Pero es la naranja y su perro regalón, es la manzana y su pie de cristal de canción de gran ciudad submarina, atlántico- pacífica, es la castaña y su asno bramador, o la ciruela encinta, quien te resume, bajo su poncho de dignidad agreste, por eso aquello tan sacrosanto que envuelve al maternal mugido del establo, en la catedral colosal de la pesebrera estupenda, aquello, de aquello, de aquello, del carbón vegetal, durmiendo entre milenios, te ciñe y te unge de divinidad, entre las madres del universo y sus banderas.

Hay una campana azul echada en tu pelo, amiga, y tu cabeza está formada de golondrinas dolorosas, o del gran mar de invierno de Talca, y, cuando sonríes, retornas a la muchacha de catorce años, que se rompía las rodillas en las novelas; las gallinas extranjeras, moribundas de Jericó, te vienen a obsequiar un árbol de llanto, y los sagrados gallos de Judá te saludan desde la cumbre del Gólgota, enarbolando la flor de los volcanes, el puñal de Dios, que es la misma cabeza de Dios, convertida en amapola; tu corazón está lleno de mosto caliente, es decir, atravesado de espadas, lo mismo que la rosa más roja de las montañas, o como la vida íntima de Jesucristo.

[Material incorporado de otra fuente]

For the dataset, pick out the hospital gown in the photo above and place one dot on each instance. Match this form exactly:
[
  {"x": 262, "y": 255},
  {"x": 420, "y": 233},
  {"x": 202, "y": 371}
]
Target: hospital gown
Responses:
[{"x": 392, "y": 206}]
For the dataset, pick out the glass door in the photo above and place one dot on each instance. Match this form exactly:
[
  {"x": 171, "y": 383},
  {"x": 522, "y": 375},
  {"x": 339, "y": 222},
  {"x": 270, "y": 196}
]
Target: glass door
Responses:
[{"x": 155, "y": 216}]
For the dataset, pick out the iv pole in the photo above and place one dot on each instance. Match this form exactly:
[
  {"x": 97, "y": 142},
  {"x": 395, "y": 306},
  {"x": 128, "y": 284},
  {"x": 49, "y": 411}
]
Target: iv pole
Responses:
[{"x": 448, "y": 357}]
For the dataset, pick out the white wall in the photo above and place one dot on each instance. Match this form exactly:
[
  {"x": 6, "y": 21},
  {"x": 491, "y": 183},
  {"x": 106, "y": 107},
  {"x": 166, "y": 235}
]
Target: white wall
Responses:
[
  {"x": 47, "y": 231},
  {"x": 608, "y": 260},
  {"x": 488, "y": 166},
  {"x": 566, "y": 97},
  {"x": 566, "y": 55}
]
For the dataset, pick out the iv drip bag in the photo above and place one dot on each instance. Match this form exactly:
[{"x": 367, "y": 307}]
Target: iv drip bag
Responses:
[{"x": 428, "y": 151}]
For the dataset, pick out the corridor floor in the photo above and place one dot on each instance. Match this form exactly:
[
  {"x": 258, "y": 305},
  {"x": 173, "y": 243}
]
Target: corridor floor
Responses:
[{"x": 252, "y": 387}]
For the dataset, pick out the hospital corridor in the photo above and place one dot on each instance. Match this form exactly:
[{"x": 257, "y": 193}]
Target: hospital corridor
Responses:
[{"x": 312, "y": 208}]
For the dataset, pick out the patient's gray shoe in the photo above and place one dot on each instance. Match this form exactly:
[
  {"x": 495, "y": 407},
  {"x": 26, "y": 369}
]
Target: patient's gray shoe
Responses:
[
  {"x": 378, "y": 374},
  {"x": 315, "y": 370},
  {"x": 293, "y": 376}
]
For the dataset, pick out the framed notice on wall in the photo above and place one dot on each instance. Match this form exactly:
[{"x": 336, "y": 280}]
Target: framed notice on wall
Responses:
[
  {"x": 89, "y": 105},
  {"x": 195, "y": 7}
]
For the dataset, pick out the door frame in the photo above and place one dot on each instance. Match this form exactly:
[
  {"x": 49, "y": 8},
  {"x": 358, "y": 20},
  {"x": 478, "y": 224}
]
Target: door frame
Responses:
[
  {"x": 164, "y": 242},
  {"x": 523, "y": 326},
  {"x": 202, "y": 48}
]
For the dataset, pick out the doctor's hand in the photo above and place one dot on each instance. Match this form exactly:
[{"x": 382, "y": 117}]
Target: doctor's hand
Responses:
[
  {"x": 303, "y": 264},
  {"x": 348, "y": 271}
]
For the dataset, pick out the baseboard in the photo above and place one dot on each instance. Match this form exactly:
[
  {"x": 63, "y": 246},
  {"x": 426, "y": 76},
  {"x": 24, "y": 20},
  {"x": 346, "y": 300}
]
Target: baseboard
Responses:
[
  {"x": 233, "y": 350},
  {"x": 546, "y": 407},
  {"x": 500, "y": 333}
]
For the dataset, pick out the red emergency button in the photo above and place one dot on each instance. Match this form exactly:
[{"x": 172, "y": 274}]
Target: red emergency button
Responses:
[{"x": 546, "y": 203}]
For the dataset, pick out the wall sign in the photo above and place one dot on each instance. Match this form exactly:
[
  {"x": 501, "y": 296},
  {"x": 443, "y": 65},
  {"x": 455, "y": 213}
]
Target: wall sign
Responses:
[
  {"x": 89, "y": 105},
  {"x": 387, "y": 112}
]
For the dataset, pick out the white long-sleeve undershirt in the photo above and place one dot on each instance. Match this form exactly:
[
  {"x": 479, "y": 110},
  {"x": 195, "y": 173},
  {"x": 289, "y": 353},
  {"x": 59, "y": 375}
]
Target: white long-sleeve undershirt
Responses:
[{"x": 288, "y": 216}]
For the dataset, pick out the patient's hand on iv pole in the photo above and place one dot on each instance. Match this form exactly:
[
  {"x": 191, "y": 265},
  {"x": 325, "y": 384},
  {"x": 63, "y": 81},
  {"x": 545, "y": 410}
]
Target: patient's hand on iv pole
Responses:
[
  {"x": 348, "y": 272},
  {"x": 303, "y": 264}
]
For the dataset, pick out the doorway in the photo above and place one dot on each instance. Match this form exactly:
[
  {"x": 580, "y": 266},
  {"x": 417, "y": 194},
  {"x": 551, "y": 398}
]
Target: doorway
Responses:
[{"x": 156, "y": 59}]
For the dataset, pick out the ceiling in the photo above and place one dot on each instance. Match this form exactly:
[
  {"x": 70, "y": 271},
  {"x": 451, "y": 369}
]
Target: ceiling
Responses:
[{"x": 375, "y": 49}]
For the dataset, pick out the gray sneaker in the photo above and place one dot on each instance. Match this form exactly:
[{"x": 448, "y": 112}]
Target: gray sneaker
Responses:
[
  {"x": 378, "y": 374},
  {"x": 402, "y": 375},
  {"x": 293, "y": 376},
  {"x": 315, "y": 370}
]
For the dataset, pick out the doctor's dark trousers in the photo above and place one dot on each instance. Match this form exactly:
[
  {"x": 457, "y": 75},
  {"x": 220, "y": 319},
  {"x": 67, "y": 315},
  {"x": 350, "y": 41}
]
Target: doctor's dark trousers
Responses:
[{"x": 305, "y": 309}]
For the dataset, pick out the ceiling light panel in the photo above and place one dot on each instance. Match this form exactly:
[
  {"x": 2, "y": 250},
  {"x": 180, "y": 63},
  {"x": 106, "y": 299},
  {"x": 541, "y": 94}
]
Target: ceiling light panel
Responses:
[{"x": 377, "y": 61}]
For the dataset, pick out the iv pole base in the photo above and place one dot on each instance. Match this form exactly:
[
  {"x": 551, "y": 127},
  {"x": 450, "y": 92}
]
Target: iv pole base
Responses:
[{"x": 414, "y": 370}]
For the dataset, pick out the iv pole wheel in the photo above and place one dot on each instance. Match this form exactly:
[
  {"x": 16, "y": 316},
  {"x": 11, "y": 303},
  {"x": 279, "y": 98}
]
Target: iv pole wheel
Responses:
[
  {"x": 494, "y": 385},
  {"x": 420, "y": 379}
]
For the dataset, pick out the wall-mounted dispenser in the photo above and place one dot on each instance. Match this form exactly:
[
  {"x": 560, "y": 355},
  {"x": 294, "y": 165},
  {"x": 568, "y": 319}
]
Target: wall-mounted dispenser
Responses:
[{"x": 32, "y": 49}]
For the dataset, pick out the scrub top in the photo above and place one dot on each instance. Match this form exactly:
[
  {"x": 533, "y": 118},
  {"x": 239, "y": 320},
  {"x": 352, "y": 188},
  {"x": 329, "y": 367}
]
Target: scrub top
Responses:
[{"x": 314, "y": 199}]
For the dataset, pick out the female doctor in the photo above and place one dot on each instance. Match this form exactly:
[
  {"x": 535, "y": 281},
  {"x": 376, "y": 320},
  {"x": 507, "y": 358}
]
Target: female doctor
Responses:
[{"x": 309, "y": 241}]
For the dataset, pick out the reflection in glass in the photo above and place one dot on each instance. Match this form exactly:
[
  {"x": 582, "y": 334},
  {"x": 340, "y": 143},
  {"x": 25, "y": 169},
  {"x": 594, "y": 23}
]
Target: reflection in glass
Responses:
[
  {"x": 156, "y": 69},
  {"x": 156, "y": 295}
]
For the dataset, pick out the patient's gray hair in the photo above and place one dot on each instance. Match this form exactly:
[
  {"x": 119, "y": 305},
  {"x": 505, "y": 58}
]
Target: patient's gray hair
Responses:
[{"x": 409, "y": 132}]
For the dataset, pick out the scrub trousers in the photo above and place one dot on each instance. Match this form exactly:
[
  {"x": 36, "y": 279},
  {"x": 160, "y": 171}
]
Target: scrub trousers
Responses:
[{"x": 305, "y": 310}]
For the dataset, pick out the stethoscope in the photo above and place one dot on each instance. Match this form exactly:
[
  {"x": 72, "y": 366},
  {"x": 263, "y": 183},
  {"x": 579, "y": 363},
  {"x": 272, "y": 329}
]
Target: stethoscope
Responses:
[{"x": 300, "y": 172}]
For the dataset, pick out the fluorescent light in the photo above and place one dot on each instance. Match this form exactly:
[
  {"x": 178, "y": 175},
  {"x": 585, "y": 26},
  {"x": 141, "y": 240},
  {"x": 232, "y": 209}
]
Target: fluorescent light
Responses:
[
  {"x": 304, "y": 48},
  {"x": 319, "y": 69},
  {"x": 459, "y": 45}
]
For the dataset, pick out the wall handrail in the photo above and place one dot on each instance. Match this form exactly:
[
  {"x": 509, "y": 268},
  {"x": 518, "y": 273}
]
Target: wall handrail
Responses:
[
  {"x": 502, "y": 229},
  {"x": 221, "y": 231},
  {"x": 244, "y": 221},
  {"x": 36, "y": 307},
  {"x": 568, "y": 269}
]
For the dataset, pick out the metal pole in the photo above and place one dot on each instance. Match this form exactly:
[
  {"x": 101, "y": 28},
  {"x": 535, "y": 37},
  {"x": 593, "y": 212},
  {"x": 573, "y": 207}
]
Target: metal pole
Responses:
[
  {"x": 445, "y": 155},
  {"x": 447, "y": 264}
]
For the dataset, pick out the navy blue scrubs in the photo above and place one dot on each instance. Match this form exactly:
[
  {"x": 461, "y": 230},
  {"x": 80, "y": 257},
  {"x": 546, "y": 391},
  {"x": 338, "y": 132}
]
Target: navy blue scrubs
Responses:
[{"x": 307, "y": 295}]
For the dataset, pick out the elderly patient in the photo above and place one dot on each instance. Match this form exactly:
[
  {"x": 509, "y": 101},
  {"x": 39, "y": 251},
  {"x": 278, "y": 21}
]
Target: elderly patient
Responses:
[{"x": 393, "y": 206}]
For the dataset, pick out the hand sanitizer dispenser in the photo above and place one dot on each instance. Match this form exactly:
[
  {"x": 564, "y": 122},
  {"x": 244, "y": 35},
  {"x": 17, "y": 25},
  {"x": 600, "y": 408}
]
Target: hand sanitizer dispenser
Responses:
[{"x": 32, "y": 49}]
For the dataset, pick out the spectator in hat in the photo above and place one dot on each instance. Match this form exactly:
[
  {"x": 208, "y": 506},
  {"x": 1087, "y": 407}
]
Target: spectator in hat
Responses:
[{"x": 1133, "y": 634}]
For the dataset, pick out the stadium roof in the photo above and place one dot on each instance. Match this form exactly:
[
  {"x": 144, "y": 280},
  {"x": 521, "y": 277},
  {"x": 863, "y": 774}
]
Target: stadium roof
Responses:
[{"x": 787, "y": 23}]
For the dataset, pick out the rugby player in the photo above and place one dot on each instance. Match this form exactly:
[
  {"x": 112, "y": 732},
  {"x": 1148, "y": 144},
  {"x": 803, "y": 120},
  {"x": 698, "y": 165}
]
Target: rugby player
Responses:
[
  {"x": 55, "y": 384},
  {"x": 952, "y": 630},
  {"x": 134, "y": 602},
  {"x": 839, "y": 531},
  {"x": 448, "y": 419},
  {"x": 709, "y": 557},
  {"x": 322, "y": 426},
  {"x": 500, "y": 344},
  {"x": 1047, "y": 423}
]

Un libro de leche campestre bala en tu felicidad blanca, y la agricultura te bendice, con el lenguaje de sus bueyes, porque la santidad de los surcos preñados da el acorde justo a tus epifanías.

Relinchan mis caballos originales en tu juventud, incendiándote, desgarrándote, arrasándote, y los búfalos y las águilas de mi desesperación heroica escriben tu epopeya en mi epopeya, con una gran pluma de león americano, en la cual van talladas las armas de tus antepasados piratas, y un buitre inmenso de Inglaterra, todo como de bronce y sangre de espada, todo de como un metal ardiente como la palabra HORROR, o un pétalo del pecho de las doncellas.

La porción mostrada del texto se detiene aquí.